The quality of life of patients with a leg ulcer is significantly reduced. In addition, this disease generates high costs due to loss of working days, high material costs, nursing support as well as long hospitalization times. Therefore, targeted diagnostics should be performed at the beginning and not just an expensive wound dressing applied.
Although chronic venous insufficiency underlies 50-70% of all leg ulcers, arterial genesis in 5%, and mixed arterial-venous genesis in 10%, rarer causes with a wide spectrum of underlying diseases are responsible for symptoms in 10-20%. Up to 70 entities are described(Table 1). Therefore, a targeted diagnosis is indispensable for the success of the therapy.
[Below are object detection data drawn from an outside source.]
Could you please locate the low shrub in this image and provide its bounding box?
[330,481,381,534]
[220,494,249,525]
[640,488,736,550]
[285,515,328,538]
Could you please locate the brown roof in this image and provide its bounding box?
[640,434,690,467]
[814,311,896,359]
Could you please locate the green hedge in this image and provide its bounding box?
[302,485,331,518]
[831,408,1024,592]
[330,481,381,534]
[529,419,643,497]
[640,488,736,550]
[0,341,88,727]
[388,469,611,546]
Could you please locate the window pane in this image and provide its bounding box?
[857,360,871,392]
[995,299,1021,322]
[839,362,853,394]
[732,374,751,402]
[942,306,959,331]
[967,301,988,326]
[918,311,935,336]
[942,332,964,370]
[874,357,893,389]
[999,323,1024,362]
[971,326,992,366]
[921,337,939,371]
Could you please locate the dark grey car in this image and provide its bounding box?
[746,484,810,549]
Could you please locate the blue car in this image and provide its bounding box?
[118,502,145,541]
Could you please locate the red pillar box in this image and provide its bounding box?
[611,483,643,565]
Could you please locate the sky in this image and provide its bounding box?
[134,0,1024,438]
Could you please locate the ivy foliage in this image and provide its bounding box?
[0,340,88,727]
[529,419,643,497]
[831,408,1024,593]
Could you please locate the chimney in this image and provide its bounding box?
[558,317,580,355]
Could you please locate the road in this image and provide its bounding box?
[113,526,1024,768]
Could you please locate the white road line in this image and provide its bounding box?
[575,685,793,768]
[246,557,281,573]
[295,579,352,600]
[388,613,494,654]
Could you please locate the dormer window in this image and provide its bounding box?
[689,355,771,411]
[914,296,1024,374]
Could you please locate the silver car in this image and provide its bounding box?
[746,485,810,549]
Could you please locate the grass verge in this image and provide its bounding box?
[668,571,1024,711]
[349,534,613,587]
The exact anamnesis is important
A detailed anamnesis about the duration, the course as well as possible triggering traumas should be performed at the beginning. Accompanying symptoms such as pain, limitation of walking ability, and joint discomfort can provide important clues. It is essential to record previous diseases (thromboses, vascular diseases, hematologic diseases), risk factors (arterial hypertension, diabetes mellitus, cigarette smoking, family history), and medication history.
Venous or arterial?
Since the most common etiologies each have a specific pattern, the clinical picture is of great importance.
The purely venous ulcers are usually located on the distal medial lower leg in the presence of saphenous vein insufficiency or on the dorsal dorsum of the foot in the presence of saphenous vein insufficiency (often in the setting of postthrombotic syndrome) within a skin zone with varicose veins, edema, eczema, hyperpigmentation, atrophie blanche, or sclerosis.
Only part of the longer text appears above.